Naturalmente no porque fuese cierto. Cuando escapé, Deo gratias, del ateísmo y odio a la Iglesia que abrigué en mi juventud, volví a la fe y me confirmé en la Iglesia, fue una alegría para mi madre y mi tía. A medida que iba tomando costumbres de oración, de frecuentar la Misa y los sacramentos, sin embargo, comenzaron a preocuparse. Llegó un punto en que su fijación alcanzó tono de alarma, en realidad sin motivo ni conocimiento de causa.
Esta punción no es la tristeza de ver cómo los preceptos revolucionarios van siendo abrazados por una familia que se degrada —el divorcio, la libre unión, el subjetivismo como medida moral—. Es el dolor de comprobar cómo un amor por el Señor que se quiere puro, que trata de buscar el modo propicio de honrarle, levanta un odio enconado entre los tuyos.
Existe el príncipe de este mundo, y mueve un rencor feroz contra todo intento de restaurar el orden natural en el divino. A día de hoy, no encuentro una tirantez exagerada en mi familia. Pero debemos estar dispuestos a encontrarnos este odio religioso incluso en nuestra familia, incluso en familias que se dicen católicas al menos nominalmente.
Y es que el Señor nos ha puesto para seguirle y para que, como ante él, muchos se pasmen (Isaías, LIV) al ver a los que se esfuerzan en serle fieles. «Tampoco se enciende una lámpara y la ponen debajo del celemín, sino sobre el candelero, para que alumbre a todos los que están en la casa», (Mateo, V, 15).

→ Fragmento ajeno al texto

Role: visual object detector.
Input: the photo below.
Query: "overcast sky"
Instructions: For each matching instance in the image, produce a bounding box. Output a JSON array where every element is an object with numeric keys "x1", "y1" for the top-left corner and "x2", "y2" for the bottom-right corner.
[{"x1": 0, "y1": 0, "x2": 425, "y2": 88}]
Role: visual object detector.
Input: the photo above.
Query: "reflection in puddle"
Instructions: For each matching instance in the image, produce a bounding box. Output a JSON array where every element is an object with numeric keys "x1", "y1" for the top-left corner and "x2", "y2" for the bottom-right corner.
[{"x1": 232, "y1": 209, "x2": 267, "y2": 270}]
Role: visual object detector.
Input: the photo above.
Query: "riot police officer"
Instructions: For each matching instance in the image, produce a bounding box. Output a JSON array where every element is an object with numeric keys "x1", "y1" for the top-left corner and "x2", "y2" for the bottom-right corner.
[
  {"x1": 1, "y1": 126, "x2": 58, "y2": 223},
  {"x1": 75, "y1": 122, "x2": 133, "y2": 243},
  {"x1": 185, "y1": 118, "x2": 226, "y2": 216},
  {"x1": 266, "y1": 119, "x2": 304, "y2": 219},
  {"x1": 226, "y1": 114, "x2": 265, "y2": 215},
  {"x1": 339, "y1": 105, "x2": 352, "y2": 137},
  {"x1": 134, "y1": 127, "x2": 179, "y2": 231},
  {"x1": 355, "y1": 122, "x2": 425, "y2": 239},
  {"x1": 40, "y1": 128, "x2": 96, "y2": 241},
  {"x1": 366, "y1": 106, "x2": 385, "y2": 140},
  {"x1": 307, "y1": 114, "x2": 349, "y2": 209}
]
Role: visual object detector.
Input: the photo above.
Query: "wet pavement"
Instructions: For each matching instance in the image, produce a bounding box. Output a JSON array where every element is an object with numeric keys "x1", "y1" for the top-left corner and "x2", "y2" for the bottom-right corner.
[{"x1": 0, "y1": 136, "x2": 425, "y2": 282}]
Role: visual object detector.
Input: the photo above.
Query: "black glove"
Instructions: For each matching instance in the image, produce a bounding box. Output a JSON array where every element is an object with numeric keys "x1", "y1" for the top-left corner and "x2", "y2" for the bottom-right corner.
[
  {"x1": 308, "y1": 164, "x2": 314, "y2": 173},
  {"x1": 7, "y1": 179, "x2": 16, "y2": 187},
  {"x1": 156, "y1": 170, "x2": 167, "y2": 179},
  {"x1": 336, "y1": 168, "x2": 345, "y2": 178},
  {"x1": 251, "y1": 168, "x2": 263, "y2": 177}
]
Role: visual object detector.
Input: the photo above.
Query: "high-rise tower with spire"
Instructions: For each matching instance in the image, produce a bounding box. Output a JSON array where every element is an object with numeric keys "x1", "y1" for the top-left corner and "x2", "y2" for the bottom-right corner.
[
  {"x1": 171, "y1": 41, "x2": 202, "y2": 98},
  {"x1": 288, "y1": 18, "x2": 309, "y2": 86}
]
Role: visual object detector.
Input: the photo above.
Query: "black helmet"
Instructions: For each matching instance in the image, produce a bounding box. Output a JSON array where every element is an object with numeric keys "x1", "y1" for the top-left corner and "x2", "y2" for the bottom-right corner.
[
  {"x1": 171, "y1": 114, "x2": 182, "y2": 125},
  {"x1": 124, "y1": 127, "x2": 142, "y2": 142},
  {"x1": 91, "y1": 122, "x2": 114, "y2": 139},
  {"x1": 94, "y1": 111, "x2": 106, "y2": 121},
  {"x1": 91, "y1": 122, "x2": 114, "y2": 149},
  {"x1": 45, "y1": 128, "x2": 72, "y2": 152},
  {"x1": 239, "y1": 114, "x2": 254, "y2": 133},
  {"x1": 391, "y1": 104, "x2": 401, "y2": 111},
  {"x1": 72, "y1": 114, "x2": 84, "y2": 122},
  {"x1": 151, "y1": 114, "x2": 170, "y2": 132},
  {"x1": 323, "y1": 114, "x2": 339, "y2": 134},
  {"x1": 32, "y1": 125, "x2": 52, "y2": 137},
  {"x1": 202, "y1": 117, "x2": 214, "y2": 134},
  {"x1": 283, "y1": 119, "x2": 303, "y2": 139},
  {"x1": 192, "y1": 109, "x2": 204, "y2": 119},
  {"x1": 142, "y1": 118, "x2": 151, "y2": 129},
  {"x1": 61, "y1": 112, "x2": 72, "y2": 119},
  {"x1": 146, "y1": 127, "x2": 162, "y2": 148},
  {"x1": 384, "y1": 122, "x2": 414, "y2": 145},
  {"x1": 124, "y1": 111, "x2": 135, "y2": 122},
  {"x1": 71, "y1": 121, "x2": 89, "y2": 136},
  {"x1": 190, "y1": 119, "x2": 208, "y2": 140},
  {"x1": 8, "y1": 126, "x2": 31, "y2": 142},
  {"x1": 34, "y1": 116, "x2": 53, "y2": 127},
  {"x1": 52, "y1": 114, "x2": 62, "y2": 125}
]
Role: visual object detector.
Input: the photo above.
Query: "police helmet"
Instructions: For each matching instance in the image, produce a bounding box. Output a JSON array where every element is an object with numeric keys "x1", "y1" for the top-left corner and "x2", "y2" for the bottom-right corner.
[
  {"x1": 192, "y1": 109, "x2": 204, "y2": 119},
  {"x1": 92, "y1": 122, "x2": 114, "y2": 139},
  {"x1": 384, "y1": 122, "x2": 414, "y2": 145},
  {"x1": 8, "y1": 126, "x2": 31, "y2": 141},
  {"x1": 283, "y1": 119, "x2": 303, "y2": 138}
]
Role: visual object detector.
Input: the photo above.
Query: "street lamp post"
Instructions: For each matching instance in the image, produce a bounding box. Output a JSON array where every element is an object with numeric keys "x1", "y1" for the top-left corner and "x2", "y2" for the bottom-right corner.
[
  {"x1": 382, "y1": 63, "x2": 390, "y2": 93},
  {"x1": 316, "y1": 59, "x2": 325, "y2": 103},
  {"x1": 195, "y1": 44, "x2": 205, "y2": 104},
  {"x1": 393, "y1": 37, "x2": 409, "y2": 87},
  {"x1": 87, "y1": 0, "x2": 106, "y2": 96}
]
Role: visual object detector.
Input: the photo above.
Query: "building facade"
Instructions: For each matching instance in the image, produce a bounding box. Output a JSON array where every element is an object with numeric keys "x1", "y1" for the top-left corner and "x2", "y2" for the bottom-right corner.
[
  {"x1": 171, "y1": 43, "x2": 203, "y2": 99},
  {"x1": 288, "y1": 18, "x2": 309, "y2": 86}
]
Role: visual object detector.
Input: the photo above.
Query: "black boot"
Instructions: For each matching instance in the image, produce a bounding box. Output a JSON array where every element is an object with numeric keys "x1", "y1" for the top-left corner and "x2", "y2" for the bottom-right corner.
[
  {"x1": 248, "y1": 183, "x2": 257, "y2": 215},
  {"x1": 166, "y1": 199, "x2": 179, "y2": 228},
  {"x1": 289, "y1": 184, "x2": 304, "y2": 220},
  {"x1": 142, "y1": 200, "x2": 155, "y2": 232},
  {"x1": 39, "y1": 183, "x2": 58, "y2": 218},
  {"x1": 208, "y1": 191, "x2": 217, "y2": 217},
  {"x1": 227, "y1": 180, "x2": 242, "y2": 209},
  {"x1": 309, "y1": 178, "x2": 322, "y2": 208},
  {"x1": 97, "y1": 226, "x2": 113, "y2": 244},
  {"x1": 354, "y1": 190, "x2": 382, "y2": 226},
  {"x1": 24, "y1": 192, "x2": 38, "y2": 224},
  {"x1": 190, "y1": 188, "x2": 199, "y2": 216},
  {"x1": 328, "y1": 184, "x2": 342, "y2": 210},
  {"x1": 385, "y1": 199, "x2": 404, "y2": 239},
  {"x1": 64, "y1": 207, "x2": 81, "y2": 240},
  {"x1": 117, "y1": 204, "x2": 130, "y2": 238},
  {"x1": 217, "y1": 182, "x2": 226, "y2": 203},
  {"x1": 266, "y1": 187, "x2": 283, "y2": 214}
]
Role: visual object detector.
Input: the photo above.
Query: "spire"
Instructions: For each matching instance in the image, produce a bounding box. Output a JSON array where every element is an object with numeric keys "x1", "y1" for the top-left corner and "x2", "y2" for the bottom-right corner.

Ante estas hostilidades, no hay que temer ni arredrarse. No sólo hay que afirmarse en la fe, sino anunciarla sin aspavientos, manifestarla hasta donde se pueda en cada momento. En la Religión verdadera se hace tanto hincapié en el prójimo, entre otras cosas, porque es en nuestra vida cotidiana y los ámbitos más cercanos donde hay que predicar, sobre todo con el ejemplo.
Porque resulta que el ejemplo es elocuente. Pocos escuchan, pero todos miran. El orden de una vida fundada sobre los preceptos de la fe católica, regada por los sacramentos, apegada a los sacerdotes santos, ilumina. El contacto cotidiano con alguien así endulza y reblandece los corazones endurecidos.
Por ello tenemos que esforzarnos en ser sal y luz sobre el candelero. Curtirnos soportando toda clase de desprecios, de calumnias, de ataques. Ya que sólo lo firme soporta, sólo lo firme pervive y brinda agarre. Cuando se calma el oleaje de la injuria, del rechazo, los hombres se percatan de eso más claramente. Ahí debe aguantar el faro del alma fiel, para ser vista y fructificar sus talentos.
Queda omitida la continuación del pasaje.